Dann kam ein Anruf vom Krater Escalante, der genau auf dem Äquator liegt. Sie hatten nach der Meldung über Clarke sofort evakuiert, waren aber nach Süden gegangen, so dass sich das Eintreffen des Kabels als eine sehr knappe Sache erwiesen hatte. Sie meldeten, dass das Kabel jetzt explodierte, wenn es aufprallte, und breite Streifen geschmolzener Auswurfstoffe in den Himmel schickte, wie ein lavaartiges Feuerwerk, das sich bogenförmig in ihre Morgendämmerung emporzog und matt und schwarz war, wenn es wieder auf die Oberfläche zurückfiele.
Während all dem verließ Sax nie seinen Schirm.

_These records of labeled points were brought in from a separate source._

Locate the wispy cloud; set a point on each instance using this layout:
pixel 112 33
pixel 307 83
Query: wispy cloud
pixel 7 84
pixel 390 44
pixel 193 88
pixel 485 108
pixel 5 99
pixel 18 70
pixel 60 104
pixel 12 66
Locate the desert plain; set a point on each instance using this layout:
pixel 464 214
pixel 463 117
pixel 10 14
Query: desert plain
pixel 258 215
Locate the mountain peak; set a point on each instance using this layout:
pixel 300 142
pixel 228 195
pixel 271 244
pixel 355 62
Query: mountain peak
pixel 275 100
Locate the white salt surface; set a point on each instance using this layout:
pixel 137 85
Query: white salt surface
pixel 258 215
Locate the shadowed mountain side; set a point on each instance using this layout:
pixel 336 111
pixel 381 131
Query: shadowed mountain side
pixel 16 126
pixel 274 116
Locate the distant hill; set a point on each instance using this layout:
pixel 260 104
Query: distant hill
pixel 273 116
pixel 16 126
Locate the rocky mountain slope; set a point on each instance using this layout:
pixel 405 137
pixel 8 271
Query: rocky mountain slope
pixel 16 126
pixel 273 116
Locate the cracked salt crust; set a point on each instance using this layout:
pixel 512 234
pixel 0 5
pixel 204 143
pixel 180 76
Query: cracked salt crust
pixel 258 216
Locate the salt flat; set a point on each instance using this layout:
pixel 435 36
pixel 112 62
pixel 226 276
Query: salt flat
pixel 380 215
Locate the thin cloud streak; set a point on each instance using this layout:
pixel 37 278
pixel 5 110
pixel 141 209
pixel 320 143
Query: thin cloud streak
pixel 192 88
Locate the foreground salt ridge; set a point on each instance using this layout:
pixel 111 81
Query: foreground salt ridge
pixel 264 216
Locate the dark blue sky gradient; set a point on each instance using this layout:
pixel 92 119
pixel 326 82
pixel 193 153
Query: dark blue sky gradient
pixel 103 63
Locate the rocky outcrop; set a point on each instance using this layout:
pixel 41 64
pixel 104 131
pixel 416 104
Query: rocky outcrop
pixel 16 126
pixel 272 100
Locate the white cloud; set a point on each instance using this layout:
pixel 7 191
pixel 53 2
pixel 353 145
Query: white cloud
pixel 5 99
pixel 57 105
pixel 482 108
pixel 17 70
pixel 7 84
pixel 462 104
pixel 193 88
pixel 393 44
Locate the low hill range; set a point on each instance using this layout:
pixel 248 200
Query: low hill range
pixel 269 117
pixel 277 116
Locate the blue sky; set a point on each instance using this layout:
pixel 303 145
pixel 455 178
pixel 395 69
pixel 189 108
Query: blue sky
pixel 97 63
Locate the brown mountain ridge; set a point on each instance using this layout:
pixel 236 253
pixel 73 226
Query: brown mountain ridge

Und jetzt murmelte er mit zusammengepressten Lippen vor sich hin, während er Tasten bediente und las. In seiner zweiten Runde würde sich, wie er sagte, die Fallgeschwindigkeit auf einundzwanzigtausend Kilometer in der Stunde erhöhen, so dass es bei sechs Kilometern in der Sekunde für jeden, der in Sichtweite davon wäre, gefährlich sei, sogar tödlich, wenn man sich nicht auf einer Anhöhe und viele Kilometer entfernt befände. Es würde aussehen wie ein Meteoritentreffer und in weniger als einer Sekunde den Horizont überqueren. Sonische Schläge würden folgen.

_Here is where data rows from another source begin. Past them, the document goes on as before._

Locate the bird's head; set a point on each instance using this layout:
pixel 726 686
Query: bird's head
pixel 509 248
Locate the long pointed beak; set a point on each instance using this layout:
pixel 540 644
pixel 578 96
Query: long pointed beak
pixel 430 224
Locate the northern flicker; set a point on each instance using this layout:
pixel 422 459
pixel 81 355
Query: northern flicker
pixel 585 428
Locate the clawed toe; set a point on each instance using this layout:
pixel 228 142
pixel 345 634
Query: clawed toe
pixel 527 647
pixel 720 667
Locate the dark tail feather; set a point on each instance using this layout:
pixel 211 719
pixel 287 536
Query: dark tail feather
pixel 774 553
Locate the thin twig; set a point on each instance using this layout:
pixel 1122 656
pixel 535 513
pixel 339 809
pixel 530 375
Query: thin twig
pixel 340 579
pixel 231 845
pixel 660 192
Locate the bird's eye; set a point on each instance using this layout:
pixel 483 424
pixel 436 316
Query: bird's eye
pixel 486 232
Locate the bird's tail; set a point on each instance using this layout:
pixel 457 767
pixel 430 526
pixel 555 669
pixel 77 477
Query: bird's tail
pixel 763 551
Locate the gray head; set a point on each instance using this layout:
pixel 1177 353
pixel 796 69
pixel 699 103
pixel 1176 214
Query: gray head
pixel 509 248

»Gehen wir hinaus und sehen wir es uns an!« schlug Steve vor und blickte dabei Ann und Simon schuldbewusst an. Viele von ihnen zogen sich an und gingen hinaus. Die Reisenden begnügten sich mit einem Videobild, das von einer externen Kamera hereingesendet wurde und mit Videoclips von den Satelliten abwechselte. Eindrucksvoll waren kurze Clips von der nächtlichen Seite der Oberfläche. Sie zeigten eine flammende gekrümmte Linie, die nach unten schnitt wie die Klinge einer weißen Sense, die den Planeten entzweizuschneiden suchte.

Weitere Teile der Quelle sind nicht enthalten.